Would you like to have a more athletic physique before you go on your next vacation? You don’t necessarily have to starve yourself or force yourself into eating nothing but salad, but you may want to include squats into your workout regimen. In Scott et al. (2011), researchers were able to determine that squats may increase the use of fat for fuel during exercise, which can lead to improved body composition. Not only that, your body is going to need energy to recover after the workout, and this is where fat is burned at a higher rate than when you workout.

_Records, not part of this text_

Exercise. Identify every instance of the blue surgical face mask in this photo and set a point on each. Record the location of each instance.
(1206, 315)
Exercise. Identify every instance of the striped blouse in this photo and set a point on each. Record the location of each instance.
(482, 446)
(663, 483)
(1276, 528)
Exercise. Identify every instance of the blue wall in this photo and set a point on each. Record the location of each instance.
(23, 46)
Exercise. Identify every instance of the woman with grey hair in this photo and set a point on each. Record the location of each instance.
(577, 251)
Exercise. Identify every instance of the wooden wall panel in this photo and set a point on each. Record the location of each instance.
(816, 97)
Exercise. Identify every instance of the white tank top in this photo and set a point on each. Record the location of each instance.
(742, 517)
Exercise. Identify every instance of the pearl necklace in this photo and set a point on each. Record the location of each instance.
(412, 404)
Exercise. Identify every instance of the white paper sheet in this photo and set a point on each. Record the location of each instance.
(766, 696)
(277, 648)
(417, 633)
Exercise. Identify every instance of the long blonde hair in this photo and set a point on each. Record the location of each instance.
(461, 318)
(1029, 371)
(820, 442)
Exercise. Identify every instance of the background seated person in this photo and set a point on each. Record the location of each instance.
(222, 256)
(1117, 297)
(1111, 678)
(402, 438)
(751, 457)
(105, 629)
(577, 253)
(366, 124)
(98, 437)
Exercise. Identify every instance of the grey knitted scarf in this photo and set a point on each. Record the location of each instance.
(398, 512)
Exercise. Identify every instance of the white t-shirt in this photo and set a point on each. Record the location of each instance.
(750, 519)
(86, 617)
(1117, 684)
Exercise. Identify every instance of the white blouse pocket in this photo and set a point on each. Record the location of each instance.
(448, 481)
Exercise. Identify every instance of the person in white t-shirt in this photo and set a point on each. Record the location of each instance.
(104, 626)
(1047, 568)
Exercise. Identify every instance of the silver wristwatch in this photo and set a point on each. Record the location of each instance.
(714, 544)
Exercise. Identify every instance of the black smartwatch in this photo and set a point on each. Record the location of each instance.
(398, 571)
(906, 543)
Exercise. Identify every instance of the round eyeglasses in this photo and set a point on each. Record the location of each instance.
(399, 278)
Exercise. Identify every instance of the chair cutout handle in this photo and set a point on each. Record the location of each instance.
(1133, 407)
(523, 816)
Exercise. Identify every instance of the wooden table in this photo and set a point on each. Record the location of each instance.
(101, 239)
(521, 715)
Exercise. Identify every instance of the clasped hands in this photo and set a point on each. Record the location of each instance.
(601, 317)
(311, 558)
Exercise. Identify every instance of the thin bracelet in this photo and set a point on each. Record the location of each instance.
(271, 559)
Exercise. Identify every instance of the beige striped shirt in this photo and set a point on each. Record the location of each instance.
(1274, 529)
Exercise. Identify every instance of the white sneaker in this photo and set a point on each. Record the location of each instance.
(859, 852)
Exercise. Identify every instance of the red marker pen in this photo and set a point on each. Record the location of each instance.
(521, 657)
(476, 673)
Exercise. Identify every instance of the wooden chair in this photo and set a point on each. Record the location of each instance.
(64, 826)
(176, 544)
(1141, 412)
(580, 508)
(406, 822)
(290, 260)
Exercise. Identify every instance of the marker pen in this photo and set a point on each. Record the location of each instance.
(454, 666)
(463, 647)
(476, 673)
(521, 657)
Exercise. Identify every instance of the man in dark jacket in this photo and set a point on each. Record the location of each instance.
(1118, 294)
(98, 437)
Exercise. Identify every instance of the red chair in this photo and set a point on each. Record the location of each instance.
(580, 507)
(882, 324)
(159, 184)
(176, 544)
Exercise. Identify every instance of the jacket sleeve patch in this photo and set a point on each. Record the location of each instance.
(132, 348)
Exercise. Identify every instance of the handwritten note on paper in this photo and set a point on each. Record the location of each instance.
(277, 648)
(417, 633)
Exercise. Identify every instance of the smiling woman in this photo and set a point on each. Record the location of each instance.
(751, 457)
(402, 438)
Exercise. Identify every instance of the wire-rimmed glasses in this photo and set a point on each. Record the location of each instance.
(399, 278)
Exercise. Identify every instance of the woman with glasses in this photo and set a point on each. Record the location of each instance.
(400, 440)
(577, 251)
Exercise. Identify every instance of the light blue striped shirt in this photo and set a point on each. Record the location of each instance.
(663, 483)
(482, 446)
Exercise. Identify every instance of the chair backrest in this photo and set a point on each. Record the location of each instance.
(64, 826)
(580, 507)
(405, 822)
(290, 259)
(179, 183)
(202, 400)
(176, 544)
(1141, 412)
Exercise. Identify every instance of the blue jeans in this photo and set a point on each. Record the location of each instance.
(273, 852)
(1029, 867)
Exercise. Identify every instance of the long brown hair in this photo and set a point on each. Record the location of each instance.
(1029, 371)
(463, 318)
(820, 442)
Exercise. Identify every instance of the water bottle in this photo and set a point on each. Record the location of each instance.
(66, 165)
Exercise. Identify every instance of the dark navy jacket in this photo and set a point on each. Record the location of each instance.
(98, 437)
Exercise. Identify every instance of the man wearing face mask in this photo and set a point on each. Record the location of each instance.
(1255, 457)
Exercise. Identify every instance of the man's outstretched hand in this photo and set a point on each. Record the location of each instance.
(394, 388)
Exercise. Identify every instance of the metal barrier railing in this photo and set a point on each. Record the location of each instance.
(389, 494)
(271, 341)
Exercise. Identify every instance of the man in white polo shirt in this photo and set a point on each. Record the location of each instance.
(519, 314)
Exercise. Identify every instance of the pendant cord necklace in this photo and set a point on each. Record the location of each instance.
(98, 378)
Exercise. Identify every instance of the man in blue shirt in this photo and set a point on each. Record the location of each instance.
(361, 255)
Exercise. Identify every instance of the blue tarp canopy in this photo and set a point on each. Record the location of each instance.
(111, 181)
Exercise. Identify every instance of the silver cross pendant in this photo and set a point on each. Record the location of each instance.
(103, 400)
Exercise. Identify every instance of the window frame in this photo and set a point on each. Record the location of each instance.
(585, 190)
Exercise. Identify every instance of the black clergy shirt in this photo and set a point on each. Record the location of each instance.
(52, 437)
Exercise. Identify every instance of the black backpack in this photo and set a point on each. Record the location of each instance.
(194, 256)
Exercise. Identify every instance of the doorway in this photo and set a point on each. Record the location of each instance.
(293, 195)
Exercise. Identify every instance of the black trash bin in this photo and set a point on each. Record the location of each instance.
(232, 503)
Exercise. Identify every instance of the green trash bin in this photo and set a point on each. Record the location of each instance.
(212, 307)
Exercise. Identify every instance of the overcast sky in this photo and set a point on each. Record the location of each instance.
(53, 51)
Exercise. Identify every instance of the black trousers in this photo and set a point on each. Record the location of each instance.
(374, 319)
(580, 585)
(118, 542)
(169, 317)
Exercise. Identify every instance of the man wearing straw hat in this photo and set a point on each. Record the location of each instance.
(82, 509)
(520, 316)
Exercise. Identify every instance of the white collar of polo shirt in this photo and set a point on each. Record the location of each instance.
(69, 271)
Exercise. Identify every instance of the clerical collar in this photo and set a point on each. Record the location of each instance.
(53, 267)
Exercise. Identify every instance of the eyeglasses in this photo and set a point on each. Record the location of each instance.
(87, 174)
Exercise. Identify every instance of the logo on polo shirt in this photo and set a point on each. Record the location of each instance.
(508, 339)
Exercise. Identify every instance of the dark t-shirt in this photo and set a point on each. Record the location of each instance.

Did it ever occur to you that even squats can help you improve your cardiovascular health? Next time you workout, if you have one available, wear a heart rate monitor, and you will notice that your heart rate goes up substantially when performing compound exercises, like the squat. By increasing the heart rate and improving blood flow to the working muscles, squats can be highly effective in improving your cardiovascular health.


When I was a kid going to the Y, I recall seeing guys leaving the weight room with giant arms and pecs, but they almost always had little chicken legs. For some reason, this was a thing in the 80s and early 90s. Those days are gone, and even if you’re just a business professional in your 40s, you shouldn’t allow yourself to have weak, little chicken legs.